Propagande ne fait pas sens
Cette vidéo n’est que l’un des éléments d’une campagne d’influence contre le jihadisme. Cette dernière intègre également des opérations d’information, sous la forme de vidéos pédagogiques visant à faire comprendre ce qu’est le jihad et comment se protéger contre la propagande liée. Elle prévoit également des méthodes judiciaires qui interdisent certaines pratiques, comme l’apologie du terrorisme ou le recrutement pour la guerre dans certains pays, comme la Syrie. Enfin, elle prévoit la mise à profit de réseaux humains, notamment via les mosquées et le système éducatif, pour informer, convaincre et alerter sur les risques.

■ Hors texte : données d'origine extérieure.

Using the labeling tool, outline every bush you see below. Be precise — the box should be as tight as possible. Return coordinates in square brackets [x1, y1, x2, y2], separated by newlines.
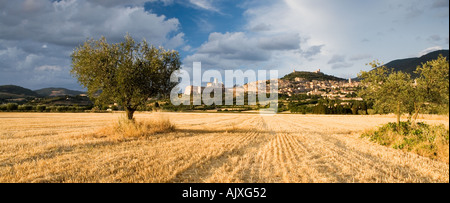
[67, 106, 77, 112]
[18, 105, 33, 111]
[76, 106, 87, 112]
[36, 105, 46, 112]
[367, 109, 376, 115]
[57, 106, 69, 112]
[6, 103, 18, 111]
[362, 121, 449, 163]
[0, 104, 7, 111]
[49, 106, 58, 112]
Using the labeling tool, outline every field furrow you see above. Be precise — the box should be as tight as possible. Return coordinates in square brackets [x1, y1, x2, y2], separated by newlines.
[0, 112, 448, 183]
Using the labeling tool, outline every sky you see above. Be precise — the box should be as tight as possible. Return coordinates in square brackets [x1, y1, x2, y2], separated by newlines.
[0, 0, 449, 90]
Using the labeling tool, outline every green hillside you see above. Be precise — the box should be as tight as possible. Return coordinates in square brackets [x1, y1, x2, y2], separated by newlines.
[282, 71, 346, 82]
[383, 50, 448, 77]
[0, 85, 40, 99]
[35, 88, 86, 97]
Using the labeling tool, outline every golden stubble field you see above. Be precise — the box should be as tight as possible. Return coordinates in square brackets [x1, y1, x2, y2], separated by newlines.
[0, 112, 448, 183]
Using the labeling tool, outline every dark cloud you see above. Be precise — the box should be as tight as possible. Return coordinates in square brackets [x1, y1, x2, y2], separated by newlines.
[257, 34, 300, 51]
[0, 0, 186, 90]
[331, 62, 353, 70]
[432, 0, 449, 8]
[301, 45, 324, 59]
[0, 0, 184, 48]
[327, 54, 353, 69]
[327, 55, 346, 64]
[250, 23, 272, 32]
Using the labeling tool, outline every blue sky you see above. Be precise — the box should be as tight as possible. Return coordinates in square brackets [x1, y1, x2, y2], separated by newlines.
[0, 0, 448, 90]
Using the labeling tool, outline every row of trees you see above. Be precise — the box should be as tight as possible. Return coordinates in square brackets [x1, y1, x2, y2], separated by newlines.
[289, 100, 370, 115]
[0, 104, 92, 112]
[358, 55, 449, 127]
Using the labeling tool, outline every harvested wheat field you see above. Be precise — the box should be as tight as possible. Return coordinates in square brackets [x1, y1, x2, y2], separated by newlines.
[0, 112, 448, 183]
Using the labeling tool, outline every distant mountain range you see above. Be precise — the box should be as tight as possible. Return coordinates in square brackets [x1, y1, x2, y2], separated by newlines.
[382, 50, 449, 77]
[0, 85, 86, 99]
[34, 88, 86, 97]
[0, 85, 41, 99]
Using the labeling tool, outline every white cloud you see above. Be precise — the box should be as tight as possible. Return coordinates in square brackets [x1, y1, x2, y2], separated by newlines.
[35, 65, 62, 72]
[188, 0, 219, 12]
[182, 45, 192, 52]
[0, 0, 185, 48]
[418, 46, 443, 56]
[184, 31, 302, 69]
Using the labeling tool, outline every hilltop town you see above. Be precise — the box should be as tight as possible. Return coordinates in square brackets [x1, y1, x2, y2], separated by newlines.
[184, 69, 361, 101]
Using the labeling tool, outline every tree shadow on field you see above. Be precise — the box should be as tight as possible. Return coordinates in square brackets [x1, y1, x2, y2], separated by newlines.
[0, 140, 118, 168]
[175, 128, 274, 135]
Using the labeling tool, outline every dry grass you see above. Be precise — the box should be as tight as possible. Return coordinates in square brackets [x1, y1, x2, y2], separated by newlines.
[0, 112, 448, 183]
[93, 115, 175, 140]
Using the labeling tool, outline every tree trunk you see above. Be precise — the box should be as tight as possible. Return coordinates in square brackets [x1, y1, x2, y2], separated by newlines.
[125, 107, 135, 121]
[396, 101, 401, 132]
[411, 103, 421, 128]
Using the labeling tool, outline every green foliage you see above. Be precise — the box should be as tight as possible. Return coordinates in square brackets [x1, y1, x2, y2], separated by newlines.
[6, 103, 18, 111]
[0, 85, 40, 98]
[282, 71, 346, 82]
[18, 105, 33, 111]
[410, 55, 450, 120]
[358, 56, 449, 126]
[34, 88, 85, 97]
[362, 122, 449, 163]
[71, 34, 181, 120]
[36, 105, 46, 112]
[359, 61, 413, 124]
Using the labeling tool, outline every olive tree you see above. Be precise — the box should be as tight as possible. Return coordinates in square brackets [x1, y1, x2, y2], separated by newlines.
[358, 61, 413, 127]
[71, 34, 181, 120]
[358, 56, 449, 128]
[411, 55, 449, 123]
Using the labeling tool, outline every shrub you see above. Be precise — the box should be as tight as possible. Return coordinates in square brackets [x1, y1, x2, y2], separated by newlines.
[6, 103, 18, 111]
[67, 106, 76, 112]
[49, 106, 58, 112]
[36, 105, 46, 112]
[18, 105, 33, 111]
[93, 115, 176, 140]
[57, 106, 69, 112]
[0, 104, 7, 111]
[362, 121, 449, 163]
[76, 106, 87, 112]
[367, 109, 376, 115]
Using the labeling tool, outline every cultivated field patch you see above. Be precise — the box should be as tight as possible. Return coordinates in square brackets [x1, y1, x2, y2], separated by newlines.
[0, 112, 448, 183]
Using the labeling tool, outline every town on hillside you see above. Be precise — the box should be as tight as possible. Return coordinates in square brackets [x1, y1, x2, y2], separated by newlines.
[184, 69, 361, 101]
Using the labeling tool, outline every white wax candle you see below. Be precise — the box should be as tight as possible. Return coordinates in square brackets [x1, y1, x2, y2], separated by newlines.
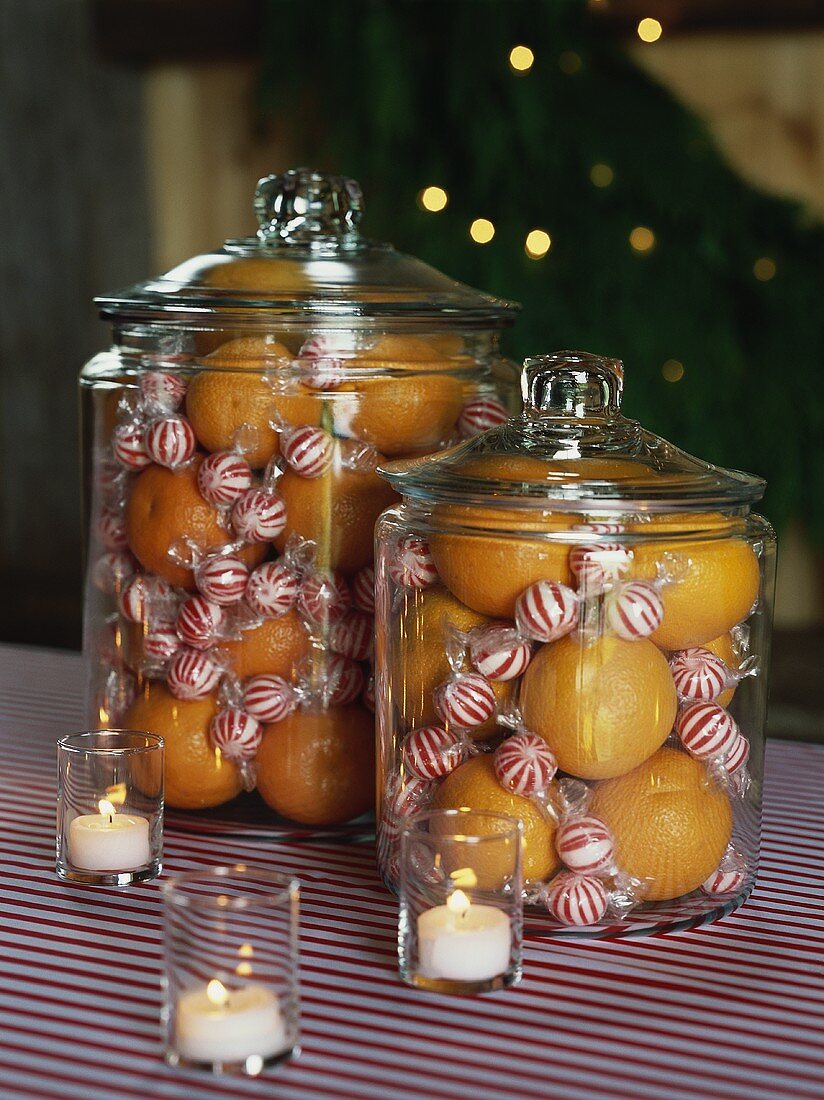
[68, 800, 150, 871]
[175, 981, 288, 1063]
[417, 891, 512, 982]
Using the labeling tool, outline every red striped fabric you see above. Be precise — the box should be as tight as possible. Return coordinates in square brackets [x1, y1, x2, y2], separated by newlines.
[1, 642, 823, 1099]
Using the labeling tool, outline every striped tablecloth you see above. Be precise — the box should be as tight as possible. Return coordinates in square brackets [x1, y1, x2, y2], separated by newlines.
[1, 642, 823, 1100]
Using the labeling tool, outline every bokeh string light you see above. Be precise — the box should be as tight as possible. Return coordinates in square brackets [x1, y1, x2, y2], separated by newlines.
[629, 226, 655, 253]
[509, 45, 535, 73]
[637, 18, 663, 43]
[417, 186, 448, 212]
[470, 218, 496, 244]
[525, 230, 552, 259]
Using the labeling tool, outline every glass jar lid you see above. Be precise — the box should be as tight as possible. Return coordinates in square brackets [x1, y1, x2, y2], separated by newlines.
[96, 168, 519, 326]
[379, 351, 765, 512]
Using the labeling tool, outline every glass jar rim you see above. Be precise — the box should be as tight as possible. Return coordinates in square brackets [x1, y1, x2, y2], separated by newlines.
[162, 864, 300, 910]
[57, 729, 164, 755]
[400, 808, 524, 844]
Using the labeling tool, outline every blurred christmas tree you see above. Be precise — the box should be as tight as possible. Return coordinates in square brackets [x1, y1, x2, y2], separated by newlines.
[260, 0, 824, 535]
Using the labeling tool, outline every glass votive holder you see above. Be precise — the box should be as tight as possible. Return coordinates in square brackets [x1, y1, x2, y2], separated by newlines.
[56, 729, 163, 886]
[398, 808, 523, 996]
[162, 865, 301, 1076]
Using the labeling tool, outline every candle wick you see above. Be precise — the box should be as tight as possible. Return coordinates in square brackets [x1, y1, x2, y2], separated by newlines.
[108, 814, 113, 824]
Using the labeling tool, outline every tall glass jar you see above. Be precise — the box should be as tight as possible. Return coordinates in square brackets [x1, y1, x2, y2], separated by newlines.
[375, 352, 775, 936]
[80, 168, 518, 831]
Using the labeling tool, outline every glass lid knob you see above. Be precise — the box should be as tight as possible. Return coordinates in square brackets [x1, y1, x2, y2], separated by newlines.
[521, 351, 624, 420]
[254, 168, 365, 249]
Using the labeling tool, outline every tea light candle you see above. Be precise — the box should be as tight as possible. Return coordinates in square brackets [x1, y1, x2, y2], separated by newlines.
[68, 799, 150, 872]
[175, 979, 287, 1063]
[417, 890, 512, 982]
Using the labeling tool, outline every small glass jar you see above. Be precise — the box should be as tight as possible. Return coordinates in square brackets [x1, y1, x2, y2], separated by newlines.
[162, 865, 300, 1075]
[375, 352, 775, 937]
[398, 809, 523, 995]
[80, 168, 518, 832]
[56, 729, 163, 885]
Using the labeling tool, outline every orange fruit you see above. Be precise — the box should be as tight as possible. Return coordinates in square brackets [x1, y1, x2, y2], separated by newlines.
[337, 374, 463, 455]
[589, 747, 733, 901]
[222, 609, 310, 679]
[198, 257, 312, 293]
[629, 520, 759, 649]
[186, 338, 320, 468]
[392, 586, 487, 728]
[358, 334, 453, 370]
[255, 705, 375, 825]
[126, 459, 266, 588]
[520, 634, 677, 780]
[434, 754, 559, 882]
[273, 462, 398, 573]
[703, 631, 742, 708]
[123, 685, 242, 810]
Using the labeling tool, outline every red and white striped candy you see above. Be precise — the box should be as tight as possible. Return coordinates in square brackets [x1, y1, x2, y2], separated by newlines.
[363, 673, 376, 712]
[112, 424, 151, 470]
[92, 551, 134, 594]
[675, 701, 739, 761]
[145, 416, 196, 469]
[669, 647, 728, 702]
[326, 654, 364, 705]
[515, 580, 578, 644]
[569, 541, 631, 590]
[280, 426, 334, 479]
[299, 570, 350, 624]
[556, 815, 615, 874]
[402, 725, 464, 781]
[548, 872, 609, 926]
[139, 371, 187, 412]
[95, 507, 128, 551]
[300, 332, 357, 358]
[245, 561, 300, 618]
[352, 565, 376, 614]
[167, 647, 221, 700]
[142, 625, 181, 666]
[457, 396, 508, 438]
[388, 535, 439, 589]
[210, 708, 262, 762]
[572, 522, 625, 535]
[176, 595, 225, 650]
[242, 675, 298, 724]
[330, 611, 374, 662]
[434, 671, 496, 730]
[119, 574, 172, 623]
[196, 556, 250, 606]
[470, 623, 532, 682]
[493, 732, 557, 796]
[387, 775, 433, 819]
[197, 451, 253, 507]
[231, 489, 287, 543]
[298, 358, 345, 391]
[702, 854, 747, 896]
[606, 580, 664, 640]
[724, 732, 750, 775]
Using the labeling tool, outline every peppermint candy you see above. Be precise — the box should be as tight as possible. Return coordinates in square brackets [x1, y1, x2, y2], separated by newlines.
[329, 611, 374, 662]
[402, 725, 465, 781]
[388, 535, 439, 589]
[145, 416, 196, 469]
[197, 451, 253, 507]
[547, 872, 609, 926]
[196, 555, 250, 606]
[434, 671, 496, 730]
[231, 489, 287, 543]
[702, 851, 747, 896]
[176, 595, 225, 650]
[515, 580, 578, 643]
[569, 541, 631, 590]
[352, 565, 376, 614]
[556, 815, 615, 875]
[571, 522, 625, 535]
[605, 580, 664, 640]
[494, 732, 557, 797]
[386, 775, 433, 819]
[469, 623, 531, 681]
[112, 424, 151, 470]
[724, 732, 750, 775]
[95, 507, 128, 551]
[142, 625, 181, 666]
[280, 426, 334, 479]
[92, 551, 135, 594]
[326, 654, 364, 705]
[245, 560, 300, 618]
[210, 708, 262, 762]
[457, 396, 508, 437]
[118, 573, 172, 623]
[242, 674, 298, 724]
[297, 333, 352, 390]
[669, 647, 729, 702]
[139, 370, 187, 412]
[299, 570, 351, 624]
[675, 701, 739, 761]
[167, 647, 221, 700]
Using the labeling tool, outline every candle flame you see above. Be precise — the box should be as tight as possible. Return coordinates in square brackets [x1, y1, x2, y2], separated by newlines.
[98, 799, 117, 818]
[206, 979, 229, 1007]
[447, 889, 471, 917]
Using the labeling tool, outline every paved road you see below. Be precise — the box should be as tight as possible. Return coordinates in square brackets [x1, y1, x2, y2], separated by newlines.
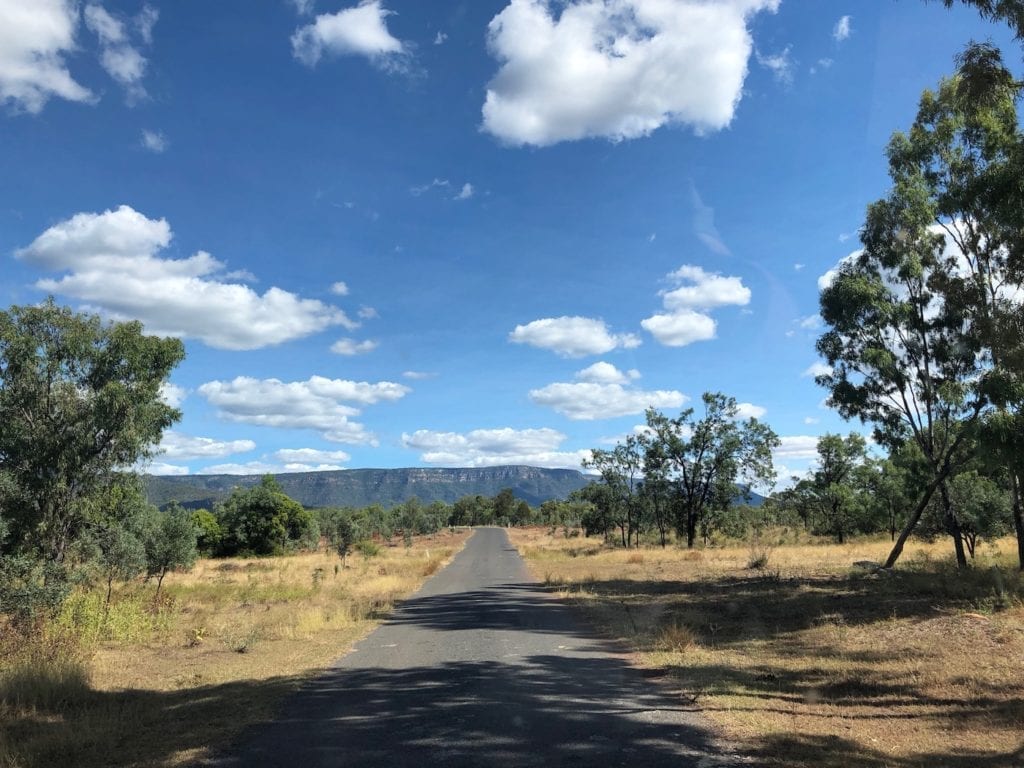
[216, 528, 727, 767]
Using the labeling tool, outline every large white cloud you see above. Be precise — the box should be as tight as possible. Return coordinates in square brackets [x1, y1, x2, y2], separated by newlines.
[530, 366, 686, 420]
[509, 316, 640, 357]
[292, 0, 408, 71]
[642, 264, 750, 347]
[640, 310, 716, 347]
[661, 265, 751, 310]
[158, 431, 256, 460]
[0, 0, 94, 113]
[198, 375, 410, 445]
[482, 0, 780, 146]
[402, 427, 590, 469]
[16, 205, 357, 350]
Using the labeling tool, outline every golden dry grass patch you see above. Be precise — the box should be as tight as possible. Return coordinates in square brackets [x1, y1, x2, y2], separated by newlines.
[508, 527, 1024, 768]
[0, 529, 470, 768]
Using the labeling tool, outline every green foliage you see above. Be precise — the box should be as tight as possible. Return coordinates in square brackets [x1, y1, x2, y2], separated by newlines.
[0, 300, 184, 566]
[0, 555, 70, 627]
[190, 508, 222, 555]
[642, 393, 780, 548]
[92, 524, 147, 605]
[143, 502, 198, 592]
[354, 539, 381, 557]
[215, 476, 317, 556]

La propagande, qui a très mauvaise presse en France pour des raisons principalement historiques, reste peu pratiquée par les organismes d’Etat, en dehors des armées en opérations. On lui préfère en général de la publicité, plus subtile et intégrée à des espaces précis. S’il s’agit sur le fonds de la même chose, la publicité laisse un choix: adhérez à notre message, c’est bien pour vous. La propagande laisse entendre que l’alternative au message promu n’est pas acceptable.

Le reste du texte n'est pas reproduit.